To be fair, she wasn't interested in watching television. She wanted her landline phone. The apartment building uses the cable company for telephone service. She'd been without a proper phone for four days, and she was ready to toss her little pay-as-you-go burner cell phone out the window. No matter how many times I reminded her, she couldn't seem to remember that to hear me talking on the other end, she had to hold the cell phone to her ear. I don't know, you figure it out. Maybe if they made cell phones look like brick-size cordless phones, she would get it.

Eventually the cable guy showed up and installed her phones. When I left, at her bequest, I took her car. Wheels! Zoom, zoom.... but I didn't need anything. Nowhere to go, really, nothing to buy. I drove home and parked it. The car sat on the street outside my apartment all day Thursday.

Friday morning, she called. “Can I have my car back?” she said, just a tiny bit belligerently, as if daring me to keep her key.

“Of course you can have your car back,” I said. I drove the car over and parked it outside the driveway at her building. She was outside on a park bench having a cigarette. I watched her walking toward me, a diminutive stick of a woman bearing no resemblance to the mother I used to know.

She took the car key happily, and didn't offer me a ride home. I didn't ask for one. I walked home under partly sunny skies.


August 18, 2015

The maternal parental unit goes AWOL

On Saturday, my brothers and I got our 86-year-old mother moved into her new retirement apartment. With an eye on the clock, we scrambled to assemble one disorganized load, drive it four miles, and offload it before 4:00 pm when the truck turned into a pumpkin ($39 for another day).

We filled the big yellow truck with Mom's full-size bed, headboard, and frame; dresser and mirror; rolltop desk; computer desk, chair, computer, and monitor; frenetically flowered multicolored living room rug; flowered (and stained) sofa; wingback chair (also flowered); coffee table; round kitchen table and four chairs; TV stand and TV; plant stand and plants; about a dozen framed photos of my brother's cats and dogs; about a hundred framed photos of my niece and her 2-year-old son; a half-dozen or so acrylic paintings painted by yours truly when I was 18 to 20 years old (neither improved with time); 30 boxes of miscellaneous crap, mostly paper, collected over a lifetime; several armloads of tiny red, fuchsia, turquoise, white, and black polyester knit tops and slacks; a box of dingy white Easy Spirit sneakers; two boxes of half-used lotions and shampoos; a brimming box of vitamins, herbal remedies, and pill bottles; four boxes of paperback books; and a box or two of half-used cleaning sprays, bottles, and cans.
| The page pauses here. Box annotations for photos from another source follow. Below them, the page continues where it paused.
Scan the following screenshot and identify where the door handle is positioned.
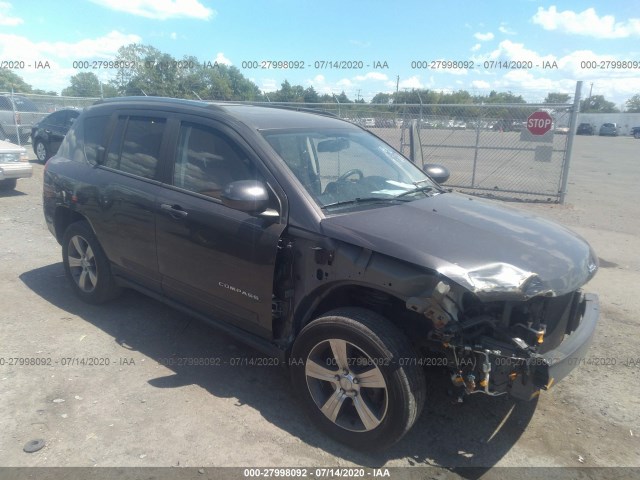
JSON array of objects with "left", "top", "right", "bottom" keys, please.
[{"left": 160, "top": 203, "right": 189, "bottom": 219}]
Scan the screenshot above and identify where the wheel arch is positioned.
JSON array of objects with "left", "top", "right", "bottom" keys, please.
[
  {"left": 291, "top": 281, "right": 429, "bottom": 344},
  {"left": 54, "top": 206, "right": 93, "bottom": 244}
]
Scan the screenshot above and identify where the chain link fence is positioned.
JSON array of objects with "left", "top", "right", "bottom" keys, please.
[
  {"left": 0, "top": 93, "right": 575, "bottom": 202},
  {"left": 0, "top": 92, "right": 100, "bottom": 145}
]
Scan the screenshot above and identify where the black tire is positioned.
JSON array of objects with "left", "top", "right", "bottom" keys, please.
[
  {"left": 33, "top": 140, "right": 51, "bottom": 163},
  {"left": 0, "top": 178, "right": 18, "bottom": 191},
  {"left": 290, "top": 308, "right": 426, "bottom": 450},
  {"left": 62, "top": 221, "right": 121, "bottom": 304}
]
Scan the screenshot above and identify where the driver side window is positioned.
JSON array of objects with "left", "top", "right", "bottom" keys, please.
[
  {"left": 314, "top": 139, "right": 398, "bottom": 190},
  {"left": 173, "top": 123, "right": 264, "bottom": 199}
]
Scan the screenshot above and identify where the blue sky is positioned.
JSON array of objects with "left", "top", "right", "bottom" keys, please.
[{"left": 0, "top": 0, "right": 640, "bottom": 106}]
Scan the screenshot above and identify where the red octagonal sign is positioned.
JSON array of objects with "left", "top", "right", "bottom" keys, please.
[{"left": 527, "top": 112, "right": 553, "bottom": 135}]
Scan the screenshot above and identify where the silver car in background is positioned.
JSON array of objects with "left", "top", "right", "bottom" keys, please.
[{"left": 0, "top": 140, "right": 33, "bottom": 190}]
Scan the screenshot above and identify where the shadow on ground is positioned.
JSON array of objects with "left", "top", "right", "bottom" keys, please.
[{"left": 20, "top": 263, "right": 536, "bottom": 478}]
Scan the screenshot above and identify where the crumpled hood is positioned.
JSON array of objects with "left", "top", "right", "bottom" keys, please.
[{"left": 320, "top": 193, "right": 598, "bottom": 300}]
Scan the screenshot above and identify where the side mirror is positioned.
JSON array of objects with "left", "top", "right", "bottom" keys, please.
[
  {"left": 422, "top": 163, "right": 451, "bottom": 183},
  {"left": 220, "top": 180, "right": 269, "bottom": 214},
  {"left": 96, "top": 145, "right": 107, "bottom": 165}
]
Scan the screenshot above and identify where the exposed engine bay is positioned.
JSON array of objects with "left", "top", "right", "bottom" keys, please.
[{"left": 406, "top": 281, "right": 586, "bottom": 402}]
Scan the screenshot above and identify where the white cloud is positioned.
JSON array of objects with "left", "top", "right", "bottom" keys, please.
[
  {"left": 349, "top": 40, "right": 371, "bottom": 48},
  {"left": 399, "top": 75, "right": 424, "bottom": 90},
  {"left": 498, "top": 22, "right": 516, "bottom": 35},
  {"left": 0, "top": 30, "right": 142, "bottom": 61},
  {"left": 474, "top": 40, "right": 556, "bottom": 67},
  {"left": 473, "top": 32, "right": 494, "bottom": 42},
  {"left": 353, "top": 72, "right": 389, "bottom": 82},
  {"left": 0, "top": 2, "right": 24, "bottom": 27},
  {"left": 531, "top": 5, "right": 640, "bottom": 38},
  {"left": 91, "top": 0, "right": 217, "bottom": 20},
  {"left": 471, "top": 80, "right": 491, "bottom": 90},
  {"left": 215, "top": 52, "right": 233, "bottom": 65},
  {"left": 0, "top": 30, "right": 142, "bottom": 91}
]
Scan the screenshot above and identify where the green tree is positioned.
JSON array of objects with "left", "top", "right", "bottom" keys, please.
[
  {"left": 31, "top": 88, "right": 58, "bottom": 97},
  {"left": 371, "top": 92, "right": 393, "bottom": 105},
  {"left": 580, "top": 95, "right": 620, "bottom": 113},
  {"left": 0, "top": 69, "right": 32, "bottom": 93},
  {"left": 544, "top": 92, "right": 571, "bottom": 103},
  {"left": 303, "top": 87, "right": 320, "bottom": 103},
  {"left": 625, "top": 94, "right": 640, "bottom": 113},
  {"left": 111, "top": 44, "right": 262, "bottom": 100}
]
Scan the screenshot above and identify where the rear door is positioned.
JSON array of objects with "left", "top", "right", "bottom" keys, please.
[
  {"left": 90, "top": 110, "right": 168, "bottom": 291},
  {"left": 156, "top": 115, "right": 284, "bottom": 338}
]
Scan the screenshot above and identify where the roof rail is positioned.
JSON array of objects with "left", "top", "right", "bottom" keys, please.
[{"left": 249, "top": 103, "right": 340, "bottom": 118}]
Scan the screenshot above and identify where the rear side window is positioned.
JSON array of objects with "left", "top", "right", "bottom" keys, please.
[
  {"left": 45, "top": 111, "right": 67, "bottom": 127},
  {"left": 173, "top": 123, "right": 264, "bottom": 199},
  {"left": 84, "top": 115, "right": 109, "bottom": 165},
  {"left": 105, "top": 116, "right": 166, "bottom": 178}
]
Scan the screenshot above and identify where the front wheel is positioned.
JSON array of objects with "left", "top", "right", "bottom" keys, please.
[
  {"left": 62, "top": 221, "right": 120, "bottom": 304},
  {"left": 290, "top": 308, "right": 426, "bottom": 450},
  {"left": 0, "top": 178, "right": 18, "bottom": 191}
]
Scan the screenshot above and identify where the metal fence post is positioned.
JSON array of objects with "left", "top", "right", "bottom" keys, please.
[
  {"left": 560, "top": 80, "right": 582, "bottom": 205},
  {"left": 471, "top": 106, "right": 483, "bottom": 188}
]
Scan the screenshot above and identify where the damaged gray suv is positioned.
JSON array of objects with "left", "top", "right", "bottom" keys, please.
[{"left": 44, "top": 98, "right": 598, "bottom": 448}]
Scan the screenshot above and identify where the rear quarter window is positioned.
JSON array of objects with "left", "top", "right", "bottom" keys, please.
[
  {"left": 84, "top": 115, "right": 109, "bottom": 165},
  {"left": 105, "top": 116, "right": 166, "bottom": 178}
]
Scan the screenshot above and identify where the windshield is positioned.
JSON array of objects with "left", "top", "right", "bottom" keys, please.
[{"left": 262, "top": 130, "right": 441, "bottom": 209}]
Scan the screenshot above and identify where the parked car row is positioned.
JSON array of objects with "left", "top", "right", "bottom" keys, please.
[{"left": 0, "top": 140, "right": 33, "bottom": 190}]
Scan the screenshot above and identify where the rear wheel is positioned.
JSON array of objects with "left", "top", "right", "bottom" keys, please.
[
  {"left": 291, "top": 308, "right": 426, "bottom": 450},
  {"left": 62, "top": 221, "right": 120, "bottom": 303}
]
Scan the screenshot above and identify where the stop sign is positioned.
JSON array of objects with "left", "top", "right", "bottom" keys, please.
[{"left": 527, "top": 112, "right": 553, "bottom": 135}]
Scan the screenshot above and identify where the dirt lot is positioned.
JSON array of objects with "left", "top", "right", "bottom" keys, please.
[{"left": 0, "top": 133, "right": 640, "bottom": 474}]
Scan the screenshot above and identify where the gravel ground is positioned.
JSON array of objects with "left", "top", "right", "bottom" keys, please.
[{"left": 0, "top": 137, "right": 640, "bottom": 471}]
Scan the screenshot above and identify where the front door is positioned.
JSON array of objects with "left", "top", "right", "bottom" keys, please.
[{"left": 156, "top": 117, "right": 284, "bottom": 338}]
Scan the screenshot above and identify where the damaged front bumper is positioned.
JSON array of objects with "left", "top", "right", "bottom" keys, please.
[
  {"left": 509, "top": 293, "right": 600, "bottom": 400},
  {"left": 442, "top": 291, "right": 599, "bottom": 401}
]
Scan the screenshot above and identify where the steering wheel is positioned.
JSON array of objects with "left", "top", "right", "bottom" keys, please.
[{"left": 336, "top": 168, "right": 364, "bottom": 182}]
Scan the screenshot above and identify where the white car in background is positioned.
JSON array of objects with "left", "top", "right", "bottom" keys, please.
[{"left": 0, "top": 140, "right": 33, "bottom": 190}]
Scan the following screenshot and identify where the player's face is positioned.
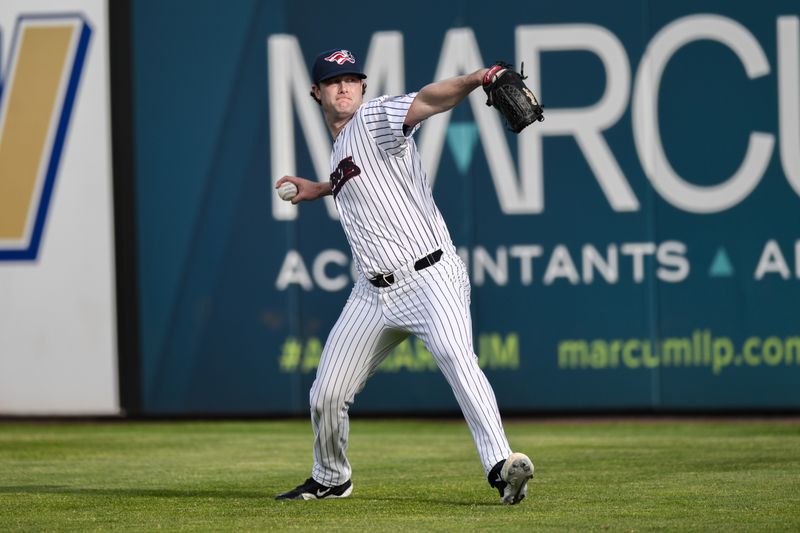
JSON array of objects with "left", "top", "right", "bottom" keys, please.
[{"left": 319, "top": 74, "right": 363, "bottom": 117}]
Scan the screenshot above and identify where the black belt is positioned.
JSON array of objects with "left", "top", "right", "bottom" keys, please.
[{"left": 369, "top": 250, "right": 444, "bottom": 287}]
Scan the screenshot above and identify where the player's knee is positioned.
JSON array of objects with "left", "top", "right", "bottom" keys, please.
[{"left": 309, "top": 389, "right": 345, "bottom": 416}]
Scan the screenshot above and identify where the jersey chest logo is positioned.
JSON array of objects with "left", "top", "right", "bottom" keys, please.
[{"left": 331, "top": 156, "right": 361, "bottom": 198}]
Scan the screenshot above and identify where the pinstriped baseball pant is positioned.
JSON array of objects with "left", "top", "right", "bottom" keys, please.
[{"left": 310, "top": 253, "right": 511, "bottom": 486}]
The new building uses the cable company rather than the local phone company for telephone service, so Mom's landline will not work in the new apartment. This means until she gets connected via cable, Mom has only her cell phone to communicate with us. Her cell is a cheap burner phone, fueled by phone cards. And she isn't all that clear on how to use it. (“Mom, hold the phone to your ear!”)
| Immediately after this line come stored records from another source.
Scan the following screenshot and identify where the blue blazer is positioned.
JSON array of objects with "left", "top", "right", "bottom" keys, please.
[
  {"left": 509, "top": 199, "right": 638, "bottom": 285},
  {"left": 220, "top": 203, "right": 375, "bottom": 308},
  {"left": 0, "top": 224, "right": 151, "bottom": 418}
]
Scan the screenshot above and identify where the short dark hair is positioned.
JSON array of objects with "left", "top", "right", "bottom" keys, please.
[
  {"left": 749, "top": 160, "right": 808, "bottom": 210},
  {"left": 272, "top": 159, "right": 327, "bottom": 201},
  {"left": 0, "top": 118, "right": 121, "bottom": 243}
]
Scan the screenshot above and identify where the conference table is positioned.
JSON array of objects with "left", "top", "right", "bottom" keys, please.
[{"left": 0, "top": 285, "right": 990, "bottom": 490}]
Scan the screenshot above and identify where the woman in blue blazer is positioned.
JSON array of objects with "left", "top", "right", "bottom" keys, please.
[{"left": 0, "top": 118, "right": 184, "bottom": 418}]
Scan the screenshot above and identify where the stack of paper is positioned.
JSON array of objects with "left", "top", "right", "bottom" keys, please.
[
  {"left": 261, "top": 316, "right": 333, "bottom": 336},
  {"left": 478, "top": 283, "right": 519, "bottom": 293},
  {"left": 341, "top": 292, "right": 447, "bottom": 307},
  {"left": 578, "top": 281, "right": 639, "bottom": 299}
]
As it turned out, her cell phone skills didn't matter. The morning after the move, my younger brother called me to say that Mom was not answering a knock on her door. Apparently, she had set her cell phone down on a little display ledge outside her new apartment (next to a tiny green frog figurine) and walked away.

“Uh-oh,” I said. With no cell phone, Mom was incommunicado. I pictured my scrawny mother doing a fist-pump in the air, saying to herself, Free at last, finally, free at last! 

My brother searched the dining room: No mother. He went back and pounded on the door: no answer. I texted him: She's probably at the condo. He drove over to her condo and found her packing some kitchen stuff (half-used bottles of condiments and spices). Apparently, she hadn't missed her cell phone at all. Later, when we told her she'd left it outside her apartment door, she said, “That's what everyone keeps saying,” in a skeptical voice that suggested to me that she thought we were all trying to gaslight her.

For the past two days, I've been going over to her place, taking her car to the condo, loading up boxes, and driving stuff to her new place, unloading boxes up the recalcitrant elevator, and parking them in her living room and kitchen. One trip a day is all we can handle. Three trips waiting to go up and down the elevator with my hand-truck precariously loaded with boxes—and dodging scooters, walkers, and shopping carts—has not turned me into a paragon of patience.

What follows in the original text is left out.